The quantification principle in ¹H-NMR spectroscopy is based on the fact that the intensity of the signal in the NMR spectrum is proportional to the number of protons contributing to that resonance [34]. The calculation is as follows:

$${\mathrm{W}}_{\mathrm{X}}={\mathrm{W}}_{\mathrm{I}\mathrm{S}}\times {\displaystyle \frac{{\mathrm{A}}_{\mathrm{X}}}{{\mathrm{A}}_{\mathrm{I}\mathrm{S}}}}\times {\displaystyle \frac{{\mathrm{N}}_{\mathrm{I}\mathrm{S}}}{{\mathrm{N}}_{\mathrm{X}}}}\times {\displaystyle \frac{{\mathrm{M}}_{\mathrm{X}}}{{\mathrm{M}}_{\mathrm{I}\mathrm{S}}}}\times {\mathrm{P}}_{\mathrm{I}\mathrm{S}}$$

(1)

where W, A, N, and M represent the mass, integrated area, number of nuclei, and molar mass of the compound to be tested (X) and the internal standard (IS), respectively. P_IS represents the purity of IS. Each sample was integrated six times, and the average was taken to minimize errors. The signals of melatonin at 7.09 ppm (H-4), vitamin B6 hydrochloride at 8.12 ppm (H-6), and maleic acid at 6.27 ppm (H-2 and H-3, two protons) were used for quantitative analysis.

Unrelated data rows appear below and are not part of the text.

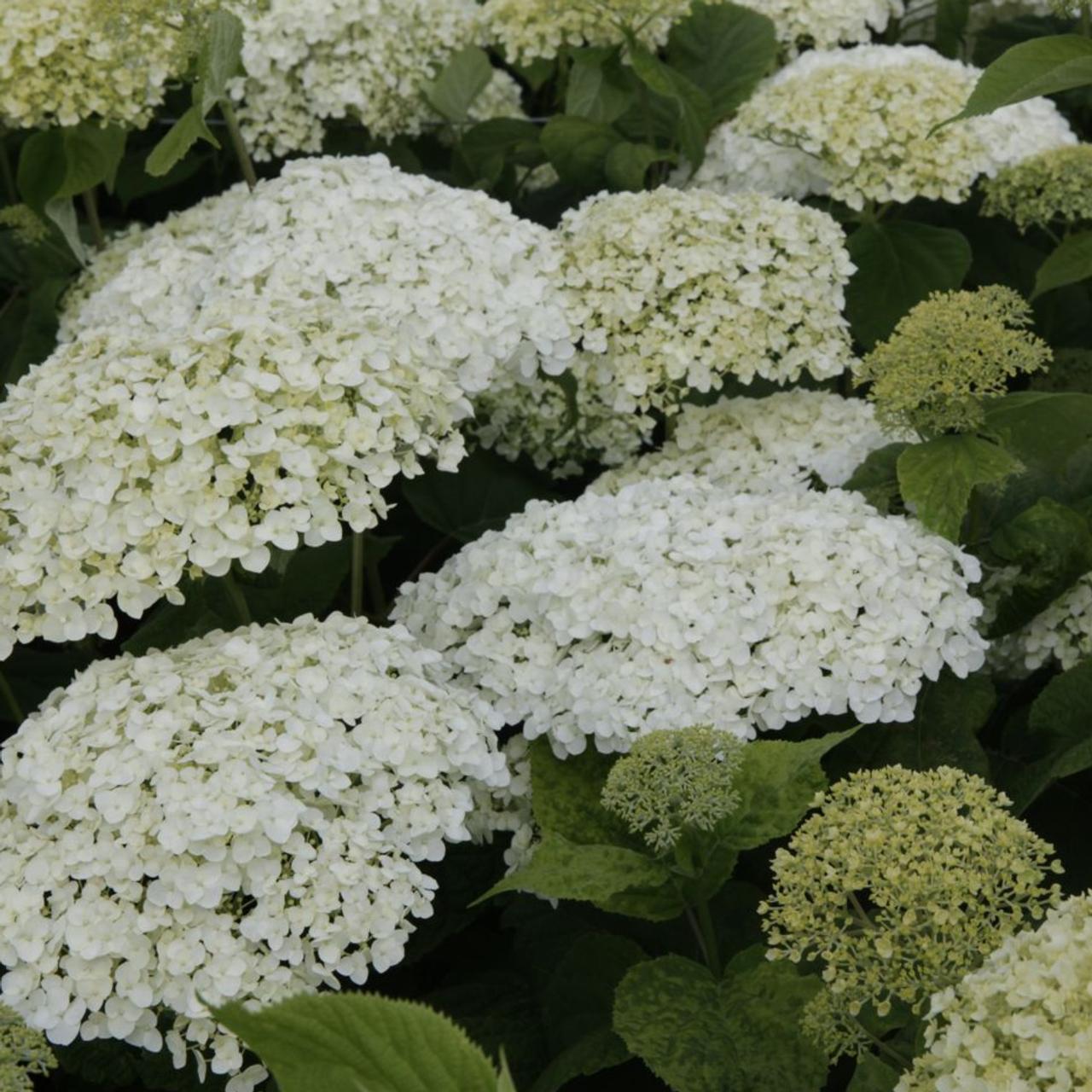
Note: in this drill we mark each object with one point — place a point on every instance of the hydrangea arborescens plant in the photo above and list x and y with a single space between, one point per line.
102 61
948 355
673 780
899 884
1020 1021
244 816
753 444
865 116
253 373
677 601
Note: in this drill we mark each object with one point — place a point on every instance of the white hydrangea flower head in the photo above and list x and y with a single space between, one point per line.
773 444
675 289
865 116
107 61
307 63
1022 1021
675 601
253 373
241 817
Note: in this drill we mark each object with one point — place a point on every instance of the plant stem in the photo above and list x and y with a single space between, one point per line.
246 164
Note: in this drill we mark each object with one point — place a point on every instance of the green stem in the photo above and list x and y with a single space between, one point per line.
246 164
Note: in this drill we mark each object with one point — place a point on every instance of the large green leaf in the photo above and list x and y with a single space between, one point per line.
938 478
700 1036
357 1042
899 264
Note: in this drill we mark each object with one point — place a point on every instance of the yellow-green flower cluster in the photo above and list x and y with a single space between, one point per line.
66 61
900 884
23 1052
1044 188
532 28
1021 1022
673 780
947 355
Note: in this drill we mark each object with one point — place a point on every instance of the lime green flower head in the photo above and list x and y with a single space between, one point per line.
947 355
900 884
1054 186
673 780
23 1052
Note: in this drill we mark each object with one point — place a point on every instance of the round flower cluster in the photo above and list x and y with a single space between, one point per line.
763 444
107 61
675 289
1043 189
675 780
901 882
1020 1022
947 355
330 59
529 30
675 601
865 115
252 373
241 817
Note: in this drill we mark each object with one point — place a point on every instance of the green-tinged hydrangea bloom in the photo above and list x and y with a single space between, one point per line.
109 61
900 884
23 1052
947 355
1042 189
671 780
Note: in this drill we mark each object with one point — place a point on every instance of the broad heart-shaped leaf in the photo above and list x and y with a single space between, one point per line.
354 1042
464 78
897 265
938 476
1071 262
1040 67
724 49
700 1036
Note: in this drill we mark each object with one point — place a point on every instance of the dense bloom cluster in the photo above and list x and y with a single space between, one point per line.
864 116
66 61
671 291
250 374
947 355
675 780
241 817
763 444
676 601
1024 1020
1054 186
901 882
330 59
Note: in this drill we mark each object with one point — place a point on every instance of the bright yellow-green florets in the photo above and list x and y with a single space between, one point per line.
900 884
947 355
674 780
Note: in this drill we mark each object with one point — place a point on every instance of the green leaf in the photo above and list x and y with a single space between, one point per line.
464 78
938 476
724 49
897 265
1040 67
700 1036
564 869
1069 264
351 1042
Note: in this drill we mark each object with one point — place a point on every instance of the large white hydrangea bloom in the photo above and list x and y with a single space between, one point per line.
1022 1021
242 817
864 117
252 374
763 444
676 601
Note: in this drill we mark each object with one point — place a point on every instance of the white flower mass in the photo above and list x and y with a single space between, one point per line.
241 817
253 373
675 601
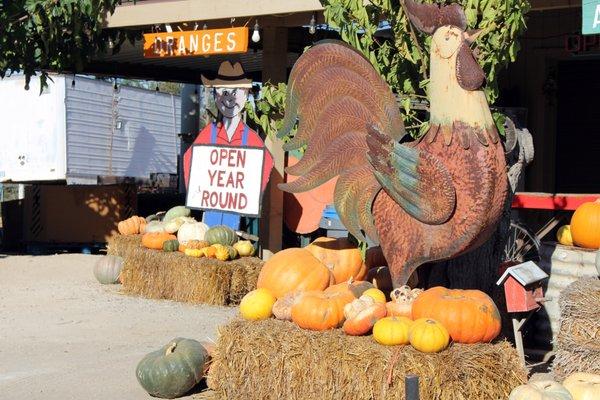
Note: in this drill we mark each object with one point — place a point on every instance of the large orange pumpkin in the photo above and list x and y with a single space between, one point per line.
355 288
293 270
319 311
470 316
585 225
155 240
341 256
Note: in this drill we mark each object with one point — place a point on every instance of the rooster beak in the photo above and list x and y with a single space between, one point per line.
472 35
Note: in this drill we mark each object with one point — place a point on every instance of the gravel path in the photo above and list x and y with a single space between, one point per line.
64 336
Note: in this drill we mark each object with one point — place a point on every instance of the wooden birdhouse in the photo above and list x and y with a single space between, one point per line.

3.6. Quantitative ¹H-NMR Validation Method

The validation test was conducted in accordance with the guidelines for the validation of chemical analytical methods set out in the Chinese Pharmacopoeia (2020 edition, Part IV) [35]. The LOD and LOQ were determined using signal-to-noise (S/N) values of 3 and 10 to ensure that the detected signal was statistically significant above noise levels and guarantee sufficient precision for quantification, respectively [36]. Specifically, the S/N value for the quantitative peaks was calculated using the dsnmax (200) code within the Vnmrj software (v3.2), which is provided with the Agilent DD2 500 MHz NMR spectrometer. Linearity was evaluated using at least 5 concentration points to construct the standard curve, with the correlation coefficient (r) typically greater than 0.99. Precision and reproducibility were determined with RSD values that did not exceed 6%. Stability was assessed by analyzing samples stored at room temperature for 0, 2, 4, 24, 48, and 72 h, with RSD values required to be ≤2%. The system suitability test was performed with six replicate scans of standard solutions. Recovery was evaluated with the spiking method, and the recovery rate was found to fall within the 80–120% range. The recovery was calculated according to the following equation:

$$\mathrm{R}={\displaystyle \frac{{\mathrm{S}}_1-{\mathrm{S}}_0}{\mathrm{S}}}\times 100\mathrm{\%}$$

(2)

where R is the recovery and S₀ and S₁ represent the measured concentrations (mg/mL) of the analyte in the sample before and after the addition of a known amount of standard solution, respectively. S is the concentration (mg/mL) of the standard solution added to the sample. These values were measured using the ¹H-NMR method.

4. Conclusions

In this study, an accurate ¹H-NMR analytical method was developed for the simultaneous determination of melatonin and vitamin B6 hydrochloride levels in nutraceuticals. The method was validated and successfully applied to the quality control of commercially available products, demonstrating good reproducibility and reliability. Compared to traditional HPLC methods, the ¹H-NMR method offers several advantages: it does not require an individual standard for each analyte, uses an internal standard for multi-component analysis, is easier to operate, and provides faster detection. Thus, it serves as an effective supplement to existing pharmacopeia methods. This study presents a feasible and efficient method for the quality control of melatonin and vitamin B6 hydrochloride in melatonin nutraceuticals.